第3話 白鬼季世雪(しらききせつ)の場合

現在、アニメ同好会には五人の部員が在籍している。

 一年が一人、二年が三人、そして三年が一人。


「夏津くん。こんにちは」


 部室で読書に勤しんでいると、周囲の環境音が全て消え、その美声だけが聞こえた。

 俺は栞を差し込んで本を閉じ、扉の方を見る。


「どうも、白鬼先輩」


 三年の先輩に当たる人物。

 名を白鬼季世雪という。


 俺より少し低い程度、女子にしてはかなり高身長なほうだろう。
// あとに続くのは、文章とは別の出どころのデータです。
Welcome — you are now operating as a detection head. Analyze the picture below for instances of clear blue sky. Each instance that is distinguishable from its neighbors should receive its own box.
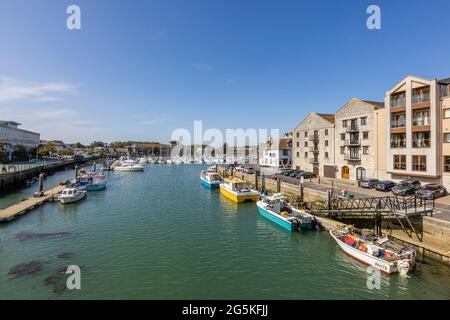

髪は黒のウルフカット。すらりと伸びた脚、細く引き締まった体躯。凛々しくも柔らかな微笑みを湛えるその顔立ちをイケメン以外になんと呼ぶか俺は知らない。


「他のみんなはまだみたいだね」


「土花は日誌があるとかでまだ教室です。他はわかりません」


「じゃあ、僕と君の二人きりだね」


「そうですね」


「なんだ、反応が薄いじゃないか」


「ドッキリ展開において、通用するのは二回までですから」


 一回目に驚くのは言わずもがな、二回目も「もう一度来る」と備えない。

 しかし三回目となると二回目の経験から、「またやられるかもしれない」と心が身構える。三回を裕に超えて同じことをされている俺だ、今更驚きはしない。


「演劇部はいいんですか?」


「このあと行くよ。君がいるんじゃないかと寄ってみたんだ」


「そうですか」


「他の子だったら男女問わずイチコロなのになぁ。何度保健室に運んだことか」


「世の中、何が武器になるかわかりませんね」


 声で死人出すとか、異能モノじゃないんだから。


「声優の武器は声さ。仕事をもらうのも、ファンを作るのも、」


 それに、と白鬼先輩は俺の横に立つと、口を耳の間近にまで寄せてくる。


「こうやって、ゾクゾクさせるのも……ね」


「ひぅぃ……っ!」


 耳に……耳の奥に幸せが流れ込んでくる!

 くすぐったいのが気持ち悪くて気持ちいいとかおかしいだろ、設計ミスってるぞ神様。


「アハハ、心は制御できても身体は正直だね」


「言い方が卑猥です。あと、ASMRは趣味じゃないんでやめてください」


「君との寝落ち電話はすぐ終わってしまいそうだよ」


 しませんから。


 散々からかって、演劇部に戻るのだろう先輩はカバンを持って扉に手をかけた。


「そうだ、前に加古くんの小説の原稿を貰ったんだ。声当てするときはまた頼むよ」


「わかりまし……」


 待て。


「どんな内容ですか?」


「全部は読んでいないんだけど……ええと確か、『据え膳食わぬは男の——』」


「却下です!」


 朝チュン原稿じゃねぇか! 

 何渡してんだあの変態!


 これ以上、アニメ同好会の変態勢力を増加させてはいけない。


「なぜだい?」


「先輩のためです」


「君にそこまで真剣に言われると、どうも断りづらいな……なら代わりに、君の好きなラノベを持ってきてほしい。それなら君も暇しないだろう?」


 そうしてもらえるとありがたい。


「それに、君の好きなキャラなら威力も倍増……っと、なんでもない。じゃあまた」


「……ええ、頑張ってください」


 これが白鬼季世雪という先輩である。

 声優になるための練習を建前に、俺を声で攻めてくるのだった。